Neural Weight Search for Scalable Task Incremental Learning
This addresses the memory growth issue in task incremental learning for AI systems that need to learn multiple tasks sequentially.
The paper tackles the problem of catastrophic forgetting in task incremental learning by introducing Neural Weight Search, which searches for optimal combinations of frozen weights to build new models for novel tasks, achieving state-of-the-art performance on benchmarks like Split-CIFAR-100 and CUB-to-Sketches with improved accuracy and memory efficiency.
Task incremental learning aims to enable a system to maintain its performance on previously learned tasks while learning new tasks, solving the problem of catastrophic forgetting.

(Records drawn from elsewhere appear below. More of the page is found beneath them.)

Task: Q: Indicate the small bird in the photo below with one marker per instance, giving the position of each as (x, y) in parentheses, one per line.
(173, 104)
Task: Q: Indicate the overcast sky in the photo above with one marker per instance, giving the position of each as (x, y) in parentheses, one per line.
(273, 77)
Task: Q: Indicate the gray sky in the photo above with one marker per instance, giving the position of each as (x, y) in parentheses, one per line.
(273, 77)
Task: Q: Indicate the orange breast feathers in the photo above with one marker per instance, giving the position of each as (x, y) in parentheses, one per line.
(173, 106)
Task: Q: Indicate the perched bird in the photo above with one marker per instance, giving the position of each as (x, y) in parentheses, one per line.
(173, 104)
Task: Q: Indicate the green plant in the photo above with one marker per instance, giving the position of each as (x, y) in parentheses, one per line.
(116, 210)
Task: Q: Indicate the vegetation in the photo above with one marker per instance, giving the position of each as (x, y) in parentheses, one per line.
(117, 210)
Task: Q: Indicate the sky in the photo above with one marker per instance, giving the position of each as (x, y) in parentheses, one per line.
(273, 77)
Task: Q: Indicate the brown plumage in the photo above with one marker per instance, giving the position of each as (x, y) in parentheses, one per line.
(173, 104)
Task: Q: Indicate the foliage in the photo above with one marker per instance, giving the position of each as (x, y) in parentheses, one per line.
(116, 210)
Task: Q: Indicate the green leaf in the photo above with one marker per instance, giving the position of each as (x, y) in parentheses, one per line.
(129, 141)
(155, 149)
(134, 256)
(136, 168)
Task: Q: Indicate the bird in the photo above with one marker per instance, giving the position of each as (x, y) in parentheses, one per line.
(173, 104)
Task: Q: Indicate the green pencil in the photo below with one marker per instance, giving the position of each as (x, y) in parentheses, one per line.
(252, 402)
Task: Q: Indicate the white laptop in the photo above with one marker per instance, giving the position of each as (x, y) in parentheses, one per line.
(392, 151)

One promising approach is to build an individual network or sub-network for future tasks. However, this leads to an ever-growing memory due to saving extra weights for new tasks and how to address this issue has remained an open problem in task incremental learning. In this paper, we introduce a novel Neural Weight Search technique that designs a fixed search space where the optimal combinations of frozen weights can be searched to build new models for novel tasks in an end-to-end manner, resulting in scalable and controllable memory growth. Extensive experiments on two benchmarks, i.e., Split-CIFAR-100 and CUB-to-Sketches, show our method achieves state-of-the-art performance with respect to both average inference accuracy and total memory cost.